Look into the Biaggi ZipSak Boost — a light, convertible suitcase that expands from a carry-on to offer another six inches of packing space for gifts for either leg of your journey.

Take advantage of carry-on limits

Also make sure you’re taking full advantage of carry-on limits if you want to avoid checking a bag. While the exact dimensions for the maximum size of a carry-on bag vary from airline to airline, most draw the line somewhere in the 9 inches by 22 inches by 14 inches range. Before you head to the airport with the intention of carrying on all your bags, check your airline website to find out exactly where their rules fall.

In addition to a traditional carry-on bag, airlines also let you carry on one personal item that fits underneath a seat. If you’re a woman who carries a purse, consider packing it within in a larger bag or a backpack so you can pack gifts in the additional space. If you don’t typically carry on a personal item, make sure you take advantage of this rule by packing an additional bag that is small enough to fit underneath the seat in front of you.
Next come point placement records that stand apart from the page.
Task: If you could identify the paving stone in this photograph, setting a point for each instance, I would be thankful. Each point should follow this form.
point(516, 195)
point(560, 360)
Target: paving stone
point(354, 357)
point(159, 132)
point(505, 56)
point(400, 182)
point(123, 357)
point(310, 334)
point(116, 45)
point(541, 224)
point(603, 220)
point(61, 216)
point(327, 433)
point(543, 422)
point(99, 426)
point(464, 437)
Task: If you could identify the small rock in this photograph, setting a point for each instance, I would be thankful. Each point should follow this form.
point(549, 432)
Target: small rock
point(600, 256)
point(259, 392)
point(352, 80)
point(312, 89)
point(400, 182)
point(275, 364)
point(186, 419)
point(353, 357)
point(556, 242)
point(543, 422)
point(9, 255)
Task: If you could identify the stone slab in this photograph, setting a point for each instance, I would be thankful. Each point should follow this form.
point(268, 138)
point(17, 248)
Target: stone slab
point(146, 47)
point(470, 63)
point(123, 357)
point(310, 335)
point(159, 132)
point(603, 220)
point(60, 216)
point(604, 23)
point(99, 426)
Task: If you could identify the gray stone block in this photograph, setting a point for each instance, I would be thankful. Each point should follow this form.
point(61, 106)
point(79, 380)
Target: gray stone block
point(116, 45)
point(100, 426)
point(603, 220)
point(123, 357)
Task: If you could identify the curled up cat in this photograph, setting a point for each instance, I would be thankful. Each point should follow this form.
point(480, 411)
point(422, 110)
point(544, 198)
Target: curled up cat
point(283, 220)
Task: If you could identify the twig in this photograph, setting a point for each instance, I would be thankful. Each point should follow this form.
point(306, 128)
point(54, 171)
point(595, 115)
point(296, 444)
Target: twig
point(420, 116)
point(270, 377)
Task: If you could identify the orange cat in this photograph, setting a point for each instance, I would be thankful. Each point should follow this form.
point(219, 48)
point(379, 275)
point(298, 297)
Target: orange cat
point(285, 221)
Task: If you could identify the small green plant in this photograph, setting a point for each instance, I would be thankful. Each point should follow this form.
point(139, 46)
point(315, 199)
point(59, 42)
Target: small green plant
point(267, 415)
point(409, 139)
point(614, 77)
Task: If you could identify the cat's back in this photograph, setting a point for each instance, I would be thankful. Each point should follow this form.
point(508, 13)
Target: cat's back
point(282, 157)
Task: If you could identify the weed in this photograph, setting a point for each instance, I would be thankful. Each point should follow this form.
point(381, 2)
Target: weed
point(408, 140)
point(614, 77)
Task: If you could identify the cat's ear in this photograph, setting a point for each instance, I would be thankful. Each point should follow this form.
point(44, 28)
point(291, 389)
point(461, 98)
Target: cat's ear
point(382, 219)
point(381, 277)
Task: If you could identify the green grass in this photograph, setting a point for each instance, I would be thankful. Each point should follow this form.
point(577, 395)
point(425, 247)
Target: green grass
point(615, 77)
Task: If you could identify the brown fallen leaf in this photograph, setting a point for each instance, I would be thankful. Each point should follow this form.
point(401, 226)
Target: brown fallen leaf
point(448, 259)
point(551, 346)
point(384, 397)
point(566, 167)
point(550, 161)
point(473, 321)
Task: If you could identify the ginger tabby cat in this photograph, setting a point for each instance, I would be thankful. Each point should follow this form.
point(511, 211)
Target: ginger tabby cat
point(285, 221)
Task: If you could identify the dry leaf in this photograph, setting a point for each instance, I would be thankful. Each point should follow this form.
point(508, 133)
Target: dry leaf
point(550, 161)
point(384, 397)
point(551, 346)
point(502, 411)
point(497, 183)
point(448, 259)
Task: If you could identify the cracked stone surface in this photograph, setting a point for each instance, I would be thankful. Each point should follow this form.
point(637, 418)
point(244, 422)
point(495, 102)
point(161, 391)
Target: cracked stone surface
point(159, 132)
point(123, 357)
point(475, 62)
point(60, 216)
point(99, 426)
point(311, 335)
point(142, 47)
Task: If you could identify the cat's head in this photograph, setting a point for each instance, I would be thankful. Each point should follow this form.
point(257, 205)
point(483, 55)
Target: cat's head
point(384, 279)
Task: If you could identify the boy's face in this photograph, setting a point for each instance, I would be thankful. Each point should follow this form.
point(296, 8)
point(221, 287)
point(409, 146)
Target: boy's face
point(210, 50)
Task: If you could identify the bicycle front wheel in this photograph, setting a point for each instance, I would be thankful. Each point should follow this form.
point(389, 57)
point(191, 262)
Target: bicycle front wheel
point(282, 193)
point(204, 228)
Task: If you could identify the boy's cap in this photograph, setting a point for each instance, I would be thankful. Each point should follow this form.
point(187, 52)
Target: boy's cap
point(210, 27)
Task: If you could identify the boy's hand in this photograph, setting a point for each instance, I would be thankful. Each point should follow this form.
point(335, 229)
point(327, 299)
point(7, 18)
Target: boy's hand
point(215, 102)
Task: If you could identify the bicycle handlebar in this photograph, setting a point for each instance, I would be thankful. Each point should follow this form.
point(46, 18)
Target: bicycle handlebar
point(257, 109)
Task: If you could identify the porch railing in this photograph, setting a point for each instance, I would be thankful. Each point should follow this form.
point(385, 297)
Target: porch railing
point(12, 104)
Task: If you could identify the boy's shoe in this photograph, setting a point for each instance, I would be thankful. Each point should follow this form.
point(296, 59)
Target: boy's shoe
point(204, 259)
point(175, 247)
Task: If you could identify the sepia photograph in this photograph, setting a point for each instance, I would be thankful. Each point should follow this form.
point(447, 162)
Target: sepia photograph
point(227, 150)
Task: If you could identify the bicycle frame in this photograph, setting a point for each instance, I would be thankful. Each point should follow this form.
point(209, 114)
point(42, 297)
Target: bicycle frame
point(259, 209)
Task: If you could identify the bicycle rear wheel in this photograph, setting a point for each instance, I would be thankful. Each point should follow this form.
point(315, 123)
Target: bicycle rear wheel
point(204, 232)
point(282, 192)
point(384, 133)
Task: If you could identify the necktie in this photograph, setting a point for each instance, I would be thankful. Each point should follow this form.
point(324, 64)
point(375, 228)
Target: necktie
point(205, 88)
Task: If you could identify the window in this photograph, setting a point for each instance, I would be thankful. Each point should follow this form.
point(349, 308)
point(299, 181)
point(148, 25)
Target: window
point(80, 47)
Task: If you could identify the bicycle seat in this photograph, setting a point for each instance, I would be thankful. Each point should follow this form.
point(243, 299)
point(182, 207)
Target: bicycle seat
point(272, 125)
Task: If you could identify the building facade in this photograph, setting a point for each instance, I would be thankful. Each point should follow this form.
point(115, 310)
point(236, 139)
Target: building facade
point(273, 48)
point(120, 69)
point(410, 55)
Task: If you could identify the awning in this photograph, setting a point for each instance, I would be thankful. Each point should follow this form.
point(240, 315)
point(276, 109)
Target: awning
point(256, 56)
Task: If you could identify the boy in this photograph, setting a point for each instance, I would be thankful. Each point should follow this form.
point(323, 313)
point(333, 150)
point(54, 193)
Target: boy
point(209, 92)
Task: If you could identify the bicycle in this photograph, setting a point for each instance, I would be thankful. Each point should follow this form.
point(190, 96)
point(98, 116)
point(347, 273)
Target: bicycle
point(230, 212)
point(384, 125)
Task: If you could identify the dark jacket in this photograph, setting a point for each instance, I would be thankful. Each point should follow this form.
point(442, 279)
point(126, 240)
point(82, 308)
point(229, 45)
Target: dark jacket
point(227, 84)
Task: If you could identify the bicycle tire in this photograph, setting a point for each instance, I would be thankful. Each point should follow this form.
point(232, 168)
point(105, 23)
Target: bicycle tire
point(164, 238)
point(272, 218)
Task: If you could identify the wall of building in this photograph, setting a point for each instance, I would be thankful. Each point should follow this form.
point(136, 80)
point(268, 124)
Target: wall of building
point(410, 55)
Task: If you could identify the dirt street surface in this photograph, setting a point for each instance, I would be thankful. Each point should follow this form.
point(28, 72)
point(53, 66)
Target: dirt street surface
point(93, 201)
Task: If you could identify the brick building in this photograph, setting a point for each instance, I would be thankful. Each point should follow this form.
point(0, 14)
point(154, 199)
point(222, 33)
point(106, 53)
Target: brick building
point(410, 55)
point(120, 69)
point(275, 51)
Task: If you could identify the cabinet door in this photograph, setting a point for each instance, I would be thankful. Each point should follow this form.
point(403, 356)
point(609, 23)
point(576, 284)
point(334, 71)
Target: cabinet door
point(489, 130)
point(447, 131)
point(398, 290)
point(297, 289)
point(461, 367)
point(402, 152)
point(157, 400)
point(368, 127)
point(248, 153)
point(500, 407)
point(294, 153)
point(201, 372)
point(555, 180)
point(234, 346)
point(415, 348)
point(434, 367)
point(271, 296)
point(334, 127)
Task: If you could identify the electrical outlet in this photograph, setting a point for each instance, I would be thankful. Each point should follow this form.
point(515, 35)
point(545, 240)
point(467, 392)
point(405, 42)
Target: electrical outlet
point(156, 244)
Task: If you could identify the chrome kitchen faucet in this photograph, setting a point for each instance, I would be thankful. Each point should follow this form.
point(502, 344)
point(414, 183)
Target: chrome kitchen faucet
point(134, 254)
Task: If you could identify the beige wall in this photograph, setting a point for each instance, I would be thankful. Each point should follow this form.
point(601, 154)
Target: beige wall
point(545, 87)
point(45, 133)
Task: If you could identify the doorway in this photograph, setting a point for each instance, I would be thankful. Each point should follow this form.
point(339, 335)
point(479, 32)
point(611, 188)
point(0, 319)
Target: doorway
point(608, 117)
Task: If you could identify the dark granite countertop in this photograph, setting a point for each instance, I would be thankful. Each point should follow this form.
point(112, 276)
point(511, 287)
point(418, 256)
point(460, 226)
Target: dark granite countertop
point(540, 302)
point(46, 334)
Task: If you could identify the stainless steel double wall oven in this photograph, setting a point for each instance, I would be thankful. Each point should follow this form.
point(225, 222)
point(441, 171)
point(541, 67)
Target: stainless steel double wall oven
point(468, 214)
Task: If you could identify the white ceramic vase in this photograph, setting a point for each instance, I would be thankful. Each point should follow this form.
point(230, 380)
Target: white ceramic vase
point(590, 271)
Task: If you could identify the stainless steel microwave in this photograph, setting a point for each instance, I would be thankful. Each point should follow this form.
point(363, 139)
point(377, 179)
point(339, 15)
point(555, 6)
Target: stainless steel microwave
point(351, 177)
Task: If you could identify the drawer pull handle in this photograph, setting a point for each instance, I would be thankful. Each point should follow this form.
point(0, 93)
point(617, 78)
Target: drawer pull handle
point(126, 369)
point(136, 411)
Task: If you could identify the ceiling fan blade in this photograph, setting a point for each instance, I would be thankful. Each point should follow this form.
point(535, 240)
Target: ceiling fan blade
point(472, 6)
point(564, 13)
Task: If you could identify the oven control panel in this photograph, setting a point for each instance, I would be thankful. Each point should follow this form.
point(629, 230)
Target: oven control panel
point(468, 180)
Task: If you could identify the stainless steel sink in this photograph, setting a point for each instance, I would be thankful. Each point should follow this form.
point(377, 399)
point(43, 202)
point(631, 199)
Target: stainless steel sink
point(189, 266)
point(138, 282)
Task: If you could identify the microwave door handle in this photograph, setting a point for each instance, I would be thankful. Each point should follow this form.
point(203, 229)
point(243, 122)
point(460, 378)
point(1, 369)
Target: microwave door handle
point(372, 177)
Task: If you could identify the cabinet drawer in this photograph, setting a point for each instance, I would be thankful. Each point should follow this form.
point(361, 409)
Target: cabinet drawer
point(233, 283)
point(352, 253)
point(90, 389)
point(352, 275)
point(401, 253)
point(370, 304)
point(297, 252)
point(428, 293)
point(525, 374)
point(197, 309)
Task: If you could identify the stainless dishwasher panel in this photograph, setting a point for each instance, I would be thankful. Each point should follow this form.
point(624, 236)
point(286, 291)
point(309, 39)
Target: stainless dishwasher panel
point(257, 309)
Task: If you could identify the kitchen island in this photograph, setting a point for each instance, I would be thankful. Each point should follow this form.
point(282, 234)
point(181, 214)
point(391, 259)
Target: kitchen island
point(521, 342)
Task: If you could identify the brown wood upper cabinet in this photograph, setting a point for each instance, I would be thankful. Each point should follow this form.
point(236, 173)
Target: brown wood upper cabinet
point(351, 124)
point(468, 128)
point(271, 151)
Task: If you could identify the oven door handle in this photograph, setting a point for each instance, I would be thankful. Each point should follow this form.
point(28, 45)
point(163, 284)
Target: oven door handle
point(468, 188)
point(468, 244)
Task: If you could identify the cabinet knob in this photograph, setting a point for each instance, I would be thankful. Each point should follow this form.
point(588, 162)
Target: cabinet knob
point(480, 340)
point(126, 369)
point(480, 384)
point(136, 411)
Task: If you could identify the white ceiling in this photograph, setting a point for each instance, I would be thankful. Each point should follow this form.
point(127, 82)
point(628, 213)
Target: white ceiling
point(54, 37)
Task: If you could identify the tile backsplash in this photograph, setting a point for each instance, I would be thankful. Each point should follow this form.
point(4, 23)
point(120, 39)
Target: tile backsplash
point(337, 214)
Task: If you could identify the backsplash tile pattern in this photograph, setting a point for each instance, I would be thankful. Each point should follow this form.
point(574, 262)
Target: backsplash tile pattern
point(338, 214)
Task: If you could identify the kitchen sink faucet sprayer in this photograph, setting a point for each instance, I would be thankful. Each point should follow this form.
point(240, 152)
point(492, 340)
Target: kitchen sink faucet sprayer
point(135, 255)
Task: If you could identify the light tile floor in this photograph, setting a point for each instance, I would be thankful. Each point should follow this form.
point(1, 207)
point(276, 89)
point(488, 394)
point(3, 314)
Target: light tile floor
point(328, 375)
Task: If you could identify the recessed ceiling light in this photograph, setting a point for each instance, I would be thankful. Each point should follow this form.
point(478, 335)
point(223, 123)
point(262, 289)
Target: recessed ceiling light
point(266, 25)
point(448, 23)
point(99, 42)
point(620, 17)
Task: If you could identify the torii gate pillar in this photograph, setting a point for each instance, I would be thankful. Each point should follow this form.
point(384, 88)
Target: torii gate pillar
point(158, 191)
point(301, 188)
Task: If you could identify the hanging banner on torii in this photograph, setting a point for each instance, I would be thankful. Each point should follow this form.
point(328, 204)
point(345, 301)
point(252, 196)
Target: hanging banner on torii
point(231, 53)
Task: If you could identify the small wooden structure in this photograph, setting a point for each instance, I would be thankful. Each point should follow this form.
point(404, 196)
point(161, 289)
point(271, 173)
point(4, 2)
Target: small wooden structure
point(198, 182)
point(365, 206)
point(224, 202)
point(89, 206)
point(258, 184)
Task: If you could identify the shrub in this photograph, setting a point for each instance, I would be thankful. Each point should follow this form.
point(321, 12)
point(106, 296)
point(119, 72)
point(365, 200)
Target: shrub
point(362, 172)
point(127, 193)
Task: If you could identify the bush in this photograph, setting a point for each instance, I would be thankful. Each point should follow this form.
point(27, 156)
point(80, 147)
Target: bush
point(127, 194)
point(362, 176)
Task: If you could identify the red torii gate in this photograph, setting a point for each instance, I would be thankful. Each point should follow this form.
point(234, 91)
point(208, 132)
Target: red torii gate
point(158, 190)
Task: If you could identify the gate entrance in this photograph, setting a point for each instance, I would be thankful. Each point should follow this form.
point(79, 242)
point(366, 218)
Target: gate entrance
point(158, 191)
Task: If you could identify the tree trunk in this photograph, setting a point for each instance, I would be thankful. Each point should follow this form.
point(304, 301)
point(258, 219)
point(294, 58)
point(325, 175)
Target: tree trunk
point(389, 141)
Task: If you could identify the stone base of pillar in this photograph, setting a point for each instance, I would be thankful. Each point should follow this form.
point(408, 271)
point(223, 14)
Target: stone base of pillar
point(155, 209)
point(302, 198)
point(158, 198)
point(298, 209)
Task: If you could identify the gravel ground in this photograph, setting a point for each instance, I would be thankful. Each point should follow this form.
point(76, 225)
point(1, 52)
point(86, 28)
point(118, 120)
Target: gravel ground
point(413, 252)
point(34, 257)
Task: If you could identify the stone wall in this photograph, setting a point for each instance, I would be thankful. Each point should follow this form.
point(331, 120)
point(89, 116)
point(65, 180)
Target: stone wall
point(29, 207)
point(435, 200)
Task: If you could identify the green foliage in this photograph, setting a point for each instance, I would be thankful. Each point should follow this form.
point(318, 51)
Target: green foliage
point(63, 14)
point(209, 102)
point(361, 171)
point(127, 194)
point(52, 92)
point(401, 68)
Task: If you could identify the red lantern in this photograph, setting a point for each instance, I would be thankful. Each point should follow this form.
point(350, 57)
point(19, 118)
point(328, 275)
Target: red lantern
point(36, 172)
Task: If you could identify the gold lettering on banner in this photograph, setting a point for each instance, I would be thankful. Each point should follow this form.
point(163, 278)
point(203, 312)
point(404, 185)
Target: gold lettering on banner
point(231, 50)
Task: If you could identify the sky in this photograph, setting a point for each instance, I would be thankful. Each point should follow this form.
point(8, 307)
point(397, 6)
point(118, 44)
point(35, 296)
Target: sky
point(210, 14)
Remember that some gifts must travel in checked luggage

The Transportation Security Administration, or TSA, does set some limits on what can be packed in carry-on luggage — including a ban on liquids that are more than 3.4 ounces. If you’re gifting a bottle of scotch or a large bottle of perfume, those will need to go in a checked bag. However, you should also make sure you think about gifts that may include liquids you don’t consume. Many people gift snow globes over the holidays, for example, but they must contain less than 3.4 ounces of liquid to travel in your carry-on luggage.

In terms of the TSA’s other rules, they are vast. Examples of rules covering potential gifts include:

  • You cannot carry a baseball bat in a carry-on bag even if it’s a gift.
  • You can carry on a blender, but only if the blade has been removed and placed in a checked bag.
  • You cannot bring a dart set on the plane — even if it’s a new package that has never been opened.

Make sure to read through the TSA’s extensive list of items that must travel in checked luggage before you pack gifts in your bag.

If all your gifts can be carried on the plane and you have plenty of room, also take note that the TSA has the authority to unwrap gifts if they trigger an alarm or a search. For that reason, the TSA asks you not to wrap gifts with wrapping paper and tape. Instead, bring the wrapping paper and tape in your bags and wrap your gifts when you arrive at your destination.